I was thinking that I would have to sit out this week and then I remembered... 2 1/2 years ago I went to Halifax because my dad was having a kidney transplant (he's doing great now), and I had taken some pics of St. Mary's Basilica!
They aren't the best quality pics, in fact I couldn't get the whole height of the church in one pic, then again St. Mary's has the highest free standing granite spire in North America.
(please excuse the wires, buildings next door, etc... I am not a 'photoshopper')
Here are a few interesting facts:
*A group of Irish Catholics bought the land for the church in 1784 after a repeal of certain penal laws forbidding Catholic Worship. Building was started on Halifax's first Catholic church, at the time known as St. Peter's.

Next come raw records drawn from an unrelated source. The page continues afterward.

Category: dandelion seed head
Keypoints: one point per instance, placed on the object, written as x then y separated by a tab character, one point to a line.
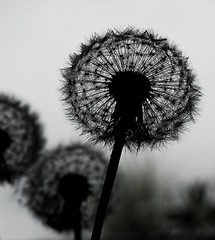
73	173
25	135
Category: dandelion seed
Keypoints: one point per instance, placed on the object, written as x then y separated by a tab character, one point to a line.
137	87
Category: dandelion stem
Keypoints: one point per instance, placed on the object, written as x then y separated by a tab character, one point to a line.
77	224
109	181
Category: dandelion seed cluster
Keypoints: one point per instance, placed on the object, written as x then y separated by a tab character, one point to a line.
130	77
41	187
25	132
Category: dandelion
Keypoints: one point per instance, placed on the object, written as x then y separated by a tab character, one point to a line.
129	88
64	186
5	142
21	138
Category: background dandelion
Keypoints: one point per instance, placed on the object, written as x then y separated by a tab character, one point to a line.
130	88
62	176
25	132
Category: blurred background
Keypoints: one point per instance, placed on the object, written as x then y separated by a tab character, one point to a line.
36	38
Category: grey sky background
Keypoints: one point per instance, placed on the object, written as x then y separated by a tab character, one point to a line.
36	38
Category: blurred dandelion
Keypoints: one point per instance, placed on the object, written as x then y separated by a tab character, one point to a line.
5	142
129	88
64	187
21	137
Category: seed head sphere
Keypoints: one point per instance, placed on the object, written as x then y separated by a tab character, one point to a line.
25	133
132	78
72	172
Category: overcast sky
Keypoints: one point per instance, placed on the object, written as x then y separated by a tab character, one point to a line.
36	38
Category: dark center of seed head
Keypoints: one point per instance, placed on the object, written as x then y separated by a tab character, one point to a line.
129	87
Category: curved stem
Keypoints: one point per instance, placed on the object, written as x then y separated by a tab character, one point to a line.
109	181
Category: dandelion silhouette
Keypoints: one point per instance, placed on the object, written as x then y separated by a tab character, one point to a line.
129	88
64	187
21	138
5	142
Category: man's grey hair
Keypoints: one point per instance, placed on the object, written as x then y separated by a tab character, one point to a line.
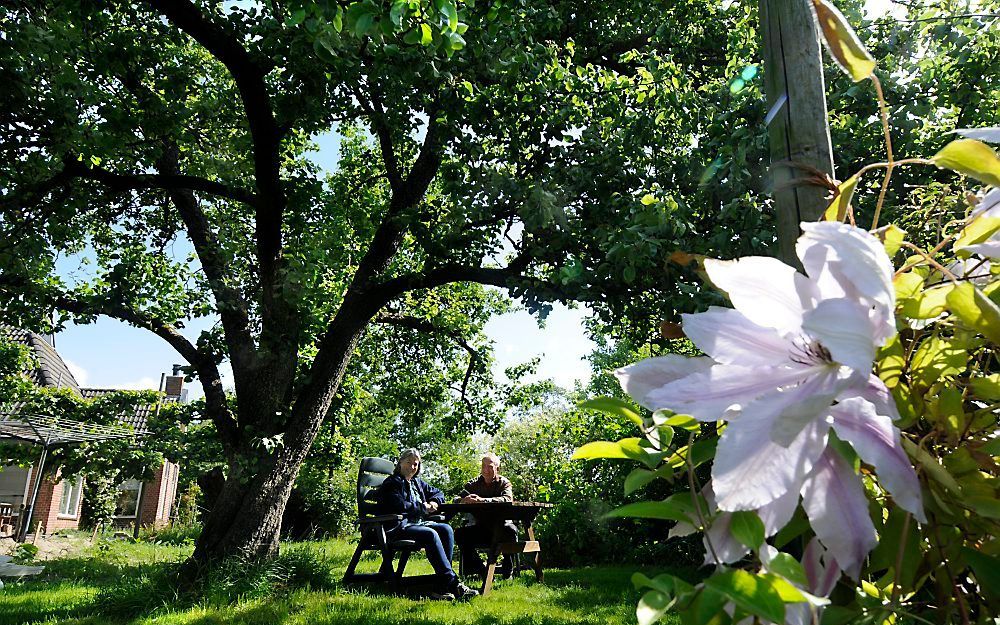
407	453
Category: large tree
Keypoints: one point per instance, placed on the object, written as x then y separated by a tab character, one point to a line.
512	143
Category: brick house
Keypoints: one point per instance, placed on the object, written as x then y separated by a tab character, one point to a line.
59	500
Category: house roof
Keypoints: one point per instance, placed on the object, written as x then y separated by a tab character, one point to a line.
52	371
142	413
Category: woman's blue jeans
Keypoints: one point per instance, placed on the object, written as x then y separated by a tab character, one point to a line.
438	540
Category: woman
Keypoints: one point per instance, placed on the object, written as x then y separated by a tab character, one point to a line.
406	494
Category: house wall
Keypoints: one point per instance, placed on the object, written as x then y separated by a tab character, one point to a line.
47	509
158	497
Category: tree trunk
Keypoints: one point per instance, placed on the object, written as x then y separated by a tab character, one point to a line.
245	521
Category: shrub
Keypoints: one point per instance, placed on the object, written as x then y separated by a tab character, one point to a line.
174	534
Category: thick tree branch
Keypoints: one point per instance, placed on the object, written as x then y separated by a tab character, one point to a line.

*In 1801 its was evident that St. Peter's was rapidly becoming too small for the growing congregation. In 1820 construction began on what was to be the second Catholic cathedral in Canada, renamed St. Mary's. Prior to this Halifax only had two other masonry buildings - Government House and The Admiral's House - even the citadel was not constructed until 1829.
*Local craftsmen had not constructed a roof of such size so local shipwrights were brought in to build the roof as they would the hull of a ship! The original adze (planed) beams are still in place.
*Due to different renovations/additions over the years the exterior gothic style is eclectic with evidence of German, French and English gothic. Today the basic exterior structure is the same as it in 1874 after the completion of renovations (although there have been more reno's)
*In 1950 Pope Pius XII bestowed the honorary title of Basilica upon the cathedral.
*A set of eleven bells were installed in 1879, the largest weights 1200 lbs and the smallest 200 lbs. During the Halifax explosion in 1917 some of the bells were cracked and sent to England to be recast. They were reinstalled as a part of the first centenary celebration of St. Mary's and honour those from the parish that served in World War I.